Всё выглядело каким-то необычным или казалось таким, потому что поезд был дополнительный, но ещё больше он походил на военный эшелон, заблудившийся во времени. С первого взгляда, как и со всех последующих, он не вселял радостных чувств, но вызывал уважение своими помятыми в боях боками и облупившейся от почтенного возраста краской.

Из всего поезда седьмой вагон был самым уникальным – с разбитыми стёклами, подвыпившей проводницей и всего одним занятым купе, в котором, как и в остальных в этом вагоне, не было занавесок, и не закрывалась дверь. Наверное, поэтому пассажиры чувствовали себя сродни потерпевшим кораблекрушение и выброшенным на малопригодный для проживания островок. Но именно вследствие этого между ними сразу возникла симпатия, породившая потребность в общении, и в наступившей темноте, под стук вагонных колёс, они вдруг почувствовали такую благодарность… к кому? друг к другу? или к случаю?

Пассажиров, как и полагается, было четверо: молодая женщина-преподаватель, ездившая навестить своих родных; представительный мужчина средних лет, возвращающийся из командировки, и мать с одиннадцатилетней девочкой.

Не было никакого знакомства, всё произошло само собой. Конечно, этому способствовала необычность обстановки и присутствие ребёнка.

Девочка – крепенькое, жизнерадостное существо с глазами, как весенние лужи, проявила редкую для своего возраста общительность, не имеющую ничего общего с навязчивостью или дурным воспитанием. Напротив, она легко включилась в поначалу беспредметную дорожную беседу, и вскоре все четверо разговорились, как старые добрые знакомые.

На столе появился чай, принесённый мужчиной из соседнего «трезвого» вагона, женщины достали свои сумочки и свёртки, откуда с типично русской щедростью стали извлекаться ароматная нежно-розовая ветчина, первые в этом году свежие огурчики, свежий, почти ещё тёплый хлеб, ряженка в маленьких баночках, яйца, печенье, конфеты…

– Мне, право, неудобно, – признался мужчина. У него был очень красивый, низкого тембра глубокий голос, да и внешность замечательная – высокий, кудрявый, волосы чёрные, с кое-где мелькавшей благородной проседью. – Думал, схожу в вагон-ресторан, как обычно, а тут ни вагонов, ни ресторанов.

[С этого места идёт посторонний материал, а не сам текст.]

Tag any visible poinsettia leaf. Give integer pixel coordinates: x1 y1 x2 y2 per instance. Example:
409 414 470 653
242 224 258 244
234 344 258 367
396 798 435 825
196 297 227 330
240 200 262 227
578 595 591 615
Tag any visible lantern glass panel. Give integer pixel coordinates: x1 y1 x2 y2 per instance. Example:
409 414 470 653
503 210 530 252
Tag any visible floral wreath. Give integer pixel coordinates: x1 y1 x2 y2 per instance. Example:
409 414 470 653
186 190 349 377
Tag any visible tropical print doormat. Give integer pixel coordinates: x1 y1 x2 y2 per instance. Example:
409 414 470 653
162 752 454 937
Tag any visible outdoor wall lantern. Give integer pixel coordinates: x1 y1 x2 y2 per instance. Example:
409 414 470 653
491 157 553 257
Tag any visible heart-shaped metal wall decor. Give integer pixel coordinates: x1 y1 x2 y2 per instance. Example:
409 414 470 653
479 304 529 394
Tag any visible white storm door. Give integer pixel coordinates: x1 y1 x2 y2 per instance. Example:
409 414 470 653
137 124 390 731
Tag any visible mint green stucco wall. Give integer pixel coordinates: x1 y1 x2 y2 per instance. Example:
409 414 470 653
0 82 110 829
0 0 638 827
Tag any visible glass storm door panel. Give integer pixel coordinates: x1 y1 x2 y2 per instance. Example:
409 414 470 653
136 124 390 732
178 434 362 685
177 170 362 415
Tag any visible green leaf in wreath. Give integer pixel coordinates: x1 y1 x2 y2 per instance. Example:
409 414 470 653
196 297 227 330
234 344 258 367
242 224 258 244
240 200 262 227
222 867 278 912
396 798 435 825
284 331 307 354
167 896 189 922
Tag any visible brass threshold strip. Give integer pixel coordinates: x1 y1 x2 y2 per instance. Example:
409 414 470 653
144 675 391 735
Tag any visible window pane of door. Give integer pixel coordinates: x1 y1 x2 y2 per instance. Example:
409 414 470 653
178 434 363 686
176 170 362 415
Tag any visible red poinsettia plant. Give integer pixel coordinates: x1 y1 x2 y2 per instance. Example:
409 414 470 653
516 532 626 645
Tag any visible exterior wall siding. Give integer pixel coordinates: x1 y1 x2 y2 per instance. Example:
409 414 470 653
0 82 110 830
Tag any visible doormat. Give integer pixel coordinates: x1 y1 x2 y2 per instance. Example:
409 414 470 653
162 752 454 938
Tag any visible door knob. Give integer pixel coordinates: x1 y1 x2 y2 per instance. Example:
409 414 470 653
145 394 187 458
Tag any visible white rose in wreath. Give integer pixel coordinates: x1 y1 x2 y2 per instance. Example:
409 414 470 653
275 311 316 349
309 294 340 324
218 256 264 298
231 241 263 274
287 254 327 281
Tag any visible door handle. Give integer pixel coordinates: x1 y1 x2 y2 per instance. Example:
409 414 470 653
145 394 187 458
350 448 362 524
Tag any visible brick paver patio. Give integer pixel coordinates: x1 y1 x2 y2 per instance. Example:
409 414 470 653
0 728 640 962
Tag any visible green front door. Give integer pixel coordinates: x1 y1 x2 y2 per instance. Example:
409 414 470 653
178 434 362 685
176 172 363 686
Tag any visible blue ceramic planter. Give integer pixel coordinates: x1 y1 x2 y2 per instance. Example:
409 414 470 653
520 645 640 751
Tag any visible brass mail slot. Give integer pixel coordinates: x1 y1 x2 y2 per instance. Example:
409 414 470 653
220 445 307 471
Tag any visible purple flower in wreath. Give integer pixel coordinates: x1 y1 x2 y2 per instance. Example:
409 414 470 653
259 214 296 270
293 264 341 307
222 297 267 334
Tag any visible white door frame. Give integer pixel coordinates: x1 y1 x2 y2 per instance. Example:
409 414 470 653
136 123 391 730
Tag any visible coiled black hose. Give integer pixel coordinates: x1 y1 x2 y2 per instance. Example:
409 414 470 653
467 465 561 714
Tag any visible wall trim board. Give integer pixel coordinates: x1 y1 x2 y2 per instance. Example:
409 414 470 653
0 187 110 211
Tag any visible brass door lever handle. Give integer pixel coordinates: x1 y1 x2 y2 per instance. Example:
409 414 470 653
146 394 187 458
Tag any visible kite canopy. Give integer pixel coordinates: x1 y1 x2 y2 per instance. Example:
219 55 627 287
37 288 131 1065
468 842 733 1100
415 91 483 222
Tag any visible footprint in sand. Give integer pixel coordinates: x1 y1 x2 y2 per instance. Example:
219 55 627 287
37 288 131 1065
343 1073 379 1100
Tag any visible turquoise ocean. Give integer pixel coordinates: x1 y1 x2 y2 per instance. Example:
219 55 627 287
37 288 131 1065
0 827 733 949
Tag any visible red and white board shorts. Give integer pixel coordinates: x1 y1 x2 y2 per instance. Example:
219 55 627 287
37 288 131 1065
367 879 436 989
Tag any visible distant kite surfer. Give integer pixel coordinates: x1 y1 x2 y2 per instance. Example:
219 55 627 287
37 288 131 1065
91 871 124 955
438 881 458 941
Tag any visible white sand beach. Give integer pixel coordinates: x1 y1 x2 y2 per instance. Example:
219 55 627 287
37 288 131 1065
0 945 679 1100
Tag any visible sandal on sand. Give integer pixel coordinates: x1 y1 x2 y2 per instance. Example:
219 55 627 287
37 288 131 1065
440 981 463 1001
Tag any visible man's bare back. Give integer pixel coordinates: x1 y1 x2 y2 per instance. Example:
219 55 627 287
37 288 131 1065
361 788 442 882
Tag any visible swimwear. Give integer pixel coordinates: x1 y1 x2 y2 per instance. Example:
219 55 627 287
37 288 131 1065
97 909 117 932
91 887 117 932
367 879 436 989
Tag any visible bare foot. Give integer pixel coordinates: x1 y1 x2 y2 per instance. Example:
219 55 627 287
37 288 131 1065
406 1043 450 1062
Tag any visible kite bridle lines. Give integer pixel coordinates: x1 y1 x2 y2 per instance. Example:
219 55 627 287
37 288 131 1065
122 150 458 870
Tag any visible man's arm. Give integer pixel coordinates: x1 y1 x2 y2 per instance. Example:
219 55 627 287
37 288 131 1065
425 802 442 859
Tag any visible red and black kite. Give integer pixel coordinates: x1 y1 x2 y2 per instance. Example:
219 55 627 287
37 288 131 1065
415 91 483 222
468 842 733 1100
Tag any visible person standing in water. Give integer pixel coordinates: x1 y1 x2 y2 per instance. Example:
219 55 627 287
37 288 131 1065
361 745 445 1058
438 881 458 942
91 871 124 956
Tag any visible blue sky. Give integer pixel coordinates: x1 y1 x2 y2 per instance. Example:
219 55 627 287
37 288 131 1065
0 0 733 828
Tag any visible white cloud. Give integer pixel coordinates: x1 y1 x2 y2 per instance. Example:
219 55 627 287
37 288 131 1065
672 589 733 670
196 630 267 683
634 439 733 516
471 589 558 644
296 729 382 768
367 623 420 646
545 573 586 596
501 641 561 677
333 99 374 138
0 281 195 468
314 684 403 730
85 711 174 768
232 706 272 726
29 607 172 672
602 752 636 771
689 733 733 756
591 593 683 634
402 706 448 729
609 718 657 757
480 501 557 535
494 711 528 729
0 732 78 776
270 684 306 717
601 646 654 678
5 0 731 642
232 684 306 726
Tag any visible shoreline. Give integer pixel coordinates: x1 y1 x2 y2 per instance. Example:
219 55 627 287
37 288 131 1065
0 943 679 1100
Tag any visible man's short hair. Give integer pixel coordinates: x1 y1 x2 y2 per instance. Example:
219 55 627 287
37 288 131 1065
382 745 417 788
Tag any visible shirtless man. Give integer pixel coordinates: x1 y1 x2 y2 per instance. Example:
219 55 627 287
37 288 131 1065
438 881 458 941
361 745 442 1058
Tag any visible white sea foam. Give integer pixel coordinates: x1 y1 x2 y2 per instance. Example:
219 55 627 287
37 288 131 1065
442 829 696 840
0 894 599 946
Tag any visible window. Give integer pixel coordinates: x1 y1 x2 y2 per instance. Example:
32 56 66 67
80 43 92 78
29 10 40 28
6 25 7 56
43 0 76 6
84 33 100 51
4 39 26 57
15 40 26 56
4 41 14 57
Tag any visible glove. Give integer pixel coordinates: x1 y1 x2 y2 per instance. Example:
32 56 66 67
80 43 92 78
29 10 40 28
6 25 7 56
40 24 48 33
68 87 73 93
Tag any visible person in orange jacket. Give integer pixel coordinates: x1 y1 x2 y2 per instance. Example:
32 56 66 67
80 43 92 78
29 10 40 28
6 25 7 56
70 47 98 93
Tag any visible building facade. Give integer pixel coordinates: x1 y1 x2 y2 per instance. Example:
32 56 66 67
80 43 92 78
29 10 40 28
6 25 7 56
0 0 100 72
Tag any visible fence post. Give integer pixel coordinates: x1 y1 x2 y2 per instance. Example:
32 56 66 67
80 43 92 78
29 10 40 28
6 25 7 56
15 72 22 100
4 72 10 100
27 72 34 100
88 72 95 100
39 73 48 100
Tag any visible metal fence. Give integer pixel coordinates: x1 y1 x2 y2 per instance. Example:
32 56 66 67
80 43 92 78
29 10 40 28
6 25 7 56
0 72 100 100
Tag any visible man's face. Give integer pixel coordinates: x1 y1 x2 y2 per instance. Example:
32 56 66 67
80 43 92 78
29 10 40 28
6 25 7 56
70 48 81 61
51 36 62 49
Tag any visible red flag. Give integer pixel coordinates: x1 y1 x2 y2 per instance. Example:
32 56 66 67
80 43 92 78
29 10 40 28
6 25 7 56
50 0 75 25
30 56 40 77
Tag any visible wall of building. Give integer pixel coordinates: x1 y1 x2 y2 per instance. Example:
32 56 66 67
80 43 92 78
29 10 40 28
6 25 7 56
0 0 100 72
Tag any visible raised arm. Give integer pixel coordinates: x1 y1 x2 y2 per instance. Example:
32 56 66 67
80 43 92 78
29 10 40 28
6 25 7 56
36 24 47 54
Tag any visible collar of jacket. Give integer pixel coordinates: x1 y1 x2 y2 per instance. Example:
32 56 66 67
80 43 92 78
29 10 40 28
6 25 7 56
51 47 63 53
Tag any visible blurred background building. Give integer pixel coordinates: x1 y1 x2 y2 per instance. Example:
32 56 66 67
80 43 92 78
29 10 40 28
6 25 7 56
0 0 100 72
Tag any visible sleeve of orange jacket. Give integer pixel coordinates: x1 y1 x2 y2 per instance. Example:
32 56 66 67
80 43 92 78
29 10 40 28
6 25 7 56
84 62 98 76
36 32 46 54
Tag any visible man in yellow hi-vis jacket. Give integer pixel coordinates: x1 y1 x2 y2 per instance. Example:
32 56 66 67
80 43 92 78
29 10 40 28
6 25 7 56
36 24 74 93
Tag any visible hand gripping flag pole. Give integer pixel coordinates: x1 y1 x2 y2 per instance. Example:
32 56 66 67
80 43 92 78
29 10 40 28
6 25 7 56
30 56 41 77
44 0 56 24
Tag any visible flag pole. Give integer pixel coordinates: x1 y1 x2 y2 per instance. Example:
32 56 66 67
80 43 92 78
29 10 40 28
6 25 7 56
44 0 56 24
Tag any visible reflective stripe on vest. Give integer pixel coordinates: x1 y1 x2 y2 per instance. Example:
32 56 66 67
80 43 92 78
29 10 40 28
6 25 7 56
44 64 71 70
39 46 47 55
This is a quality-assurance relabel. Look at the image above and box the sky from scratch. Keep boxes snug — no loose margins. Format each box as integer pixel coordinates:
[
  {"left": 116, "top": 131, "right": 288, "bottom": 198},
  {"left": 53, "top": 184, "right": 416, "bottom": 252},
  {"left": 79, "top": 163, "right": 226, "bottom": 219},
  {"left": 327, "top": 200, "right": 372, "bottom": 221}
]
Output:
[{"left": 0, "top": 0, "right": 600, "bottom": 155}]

– Подумаешь, – сказала девочка, – нам всё равно всего этого не съесть. Даже хорошо, что вы ничего не взяли, а то мама любит всех кормить. А когда всех нет, так меня одну. Теперь вот пусть вас кормит!

Все засмеялись, а мама девочки пожаловалась:

– Тебя накормишь! Маленькая ещё, а уже не справиться. Как что-нибудь взбредёт в голову, так и всё. Хоть караул кричи. А вы кушайте, кушайте!

– Вы у нас за добытчика, чай вон принесли, – поддержала молодая женщина.

– Так это же хорошо, характер, значит, есть, – подытожил мужчина, крупными ломтями нарезая хлеб, и подмигнул девочке. Та тоже попробовала подмигнуть в ответ симпатичному дяде, но огромный глаз её не закрылся до конца, а соседняя бровь лихо подпрыгнула вверх. Она рассмеялась и пожаловалась:

– Вот всё уже умею: свистеть, на велике гонять – даже без рук, обруч крутить, по канату лазить и то научилась, а подмигивать не умею!

– Как же так?

– Ничего, научишься, было бы желание, – обнадёжила молодая женщина. – Я вот в школе работаю и заметила: желание всегда главное, надо очень хотеть – и тогда всё получится.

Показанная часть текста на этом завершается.